Last term I was tutoring for the second year statistics course in Oxford. This post is about the final quarter of the course, on the subject of Bayesian inference, and in particular on the Jeffreys prior.
There are loads and loads of articles sitting around on the web contributing the debate about the relative merits of Bayesian and frequentist methods. I do not want to continue that debate here, partly because I don’t have a strong opinion, but mainly because I don’t really understand that much about the underlying issues.
What I will say is that after a few months of working fairly intensively with various complicated stochastic processes, I am starting to feel fairly happy throwing about conditional probability rather freely. When discussing some of the more combinatorial models for example, quite often we have no desire to compute or approximate complication normalising constants, and so instead talk about ‘weights’. And a similar idea underlies Bayesian inference. As in frequentist methods we have an unknown parameter, and we observe some data. Furthermore, we know the probability that such data might have arisen under any value of the parameter. We want to make inference about the value of the parameter given the data, so it makes sense to multiply the probability that the data emerged as a result of some parameter value by some weighting on the set of parameter values.

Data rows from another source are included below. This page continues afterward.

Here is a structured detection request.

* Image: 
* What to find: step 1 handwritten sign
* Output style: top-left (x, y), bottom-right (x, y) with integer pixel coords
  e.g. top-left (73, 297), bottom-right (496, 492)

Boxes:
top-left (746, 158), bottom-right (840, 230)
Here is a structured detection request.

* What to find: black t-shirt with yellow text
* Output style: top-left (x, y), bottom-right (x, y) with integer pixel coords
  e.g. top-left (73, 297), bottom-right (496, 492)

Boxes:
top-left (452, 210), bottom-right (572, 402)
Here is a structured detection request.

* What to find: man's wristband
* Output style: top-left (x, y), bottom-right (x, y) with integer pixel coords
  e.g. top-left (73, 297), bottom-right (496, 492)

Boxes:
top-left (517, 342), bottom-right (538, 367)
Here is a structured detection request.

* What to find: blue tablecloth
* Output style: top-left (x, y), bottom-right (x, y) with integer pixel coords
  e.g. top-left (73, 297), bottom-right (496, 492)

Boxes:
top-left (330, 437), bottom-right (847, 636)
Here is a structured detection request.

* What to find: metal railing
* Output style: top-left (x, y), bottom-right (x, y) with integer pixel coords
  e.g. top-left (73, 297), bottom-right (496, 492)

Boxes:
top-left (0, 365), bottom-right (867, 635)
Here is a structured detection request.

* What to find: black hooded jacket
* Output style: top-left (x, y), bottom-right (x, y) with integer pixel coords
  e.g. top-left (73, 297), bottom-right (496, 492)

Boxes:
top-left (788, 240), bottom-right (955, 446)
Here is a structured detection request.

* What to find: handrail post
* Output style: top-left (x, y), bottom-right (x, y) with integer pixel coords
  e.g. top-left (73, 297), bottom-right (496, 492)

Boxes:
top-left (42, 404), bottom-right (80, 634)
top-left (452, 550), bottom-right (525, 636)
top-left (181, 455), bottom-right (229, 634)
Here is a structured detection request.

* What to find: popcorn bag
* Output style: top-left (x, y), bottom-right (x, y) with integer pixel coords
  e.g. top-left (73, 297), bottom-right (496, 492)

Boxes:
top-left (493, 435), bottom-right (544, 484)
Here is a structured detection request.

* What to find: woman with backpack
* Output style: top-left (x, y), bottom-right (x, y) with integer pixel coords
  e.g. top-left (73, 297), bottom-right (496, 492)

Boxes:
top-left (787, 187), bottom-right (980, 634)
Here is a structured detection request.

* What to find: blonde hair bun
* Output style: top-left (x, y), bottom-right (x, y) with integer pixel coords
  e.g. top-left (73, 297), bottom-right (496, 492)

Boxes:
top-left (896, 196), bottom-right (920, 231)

In summary, we assign a prior distribution representing our initial beliefs about the parameter before we have seen any data, then we update this by weighting by the likelihood that the observed data might have arisen from a particular parameter. We often write this as:
or say that posterior = likelihood x prior. Note that in many applications it won’t be necessary to work out what the normalising constant on the distribution ought to be.
That’s the setup for Bayesian methods. I think the general feeling about the relative usefulness of such an approach is that it all depends on the prior. Once we have the prior, everything is concrete and unambiguously determined. But how should we choose the prior?
There are two cases worth thinking about. The first is where we have a lot of information about the problem already. This might well be the case in some forms of scientific research, where future analysis aims to build on work already completed. It might also be the case that we have already performed some Bayesian calculations, so our current prior is in fact the posterior from a previous set of experiments. In any case, if we have such an ‘informative prior’, it makes sense to use it in some circumstances.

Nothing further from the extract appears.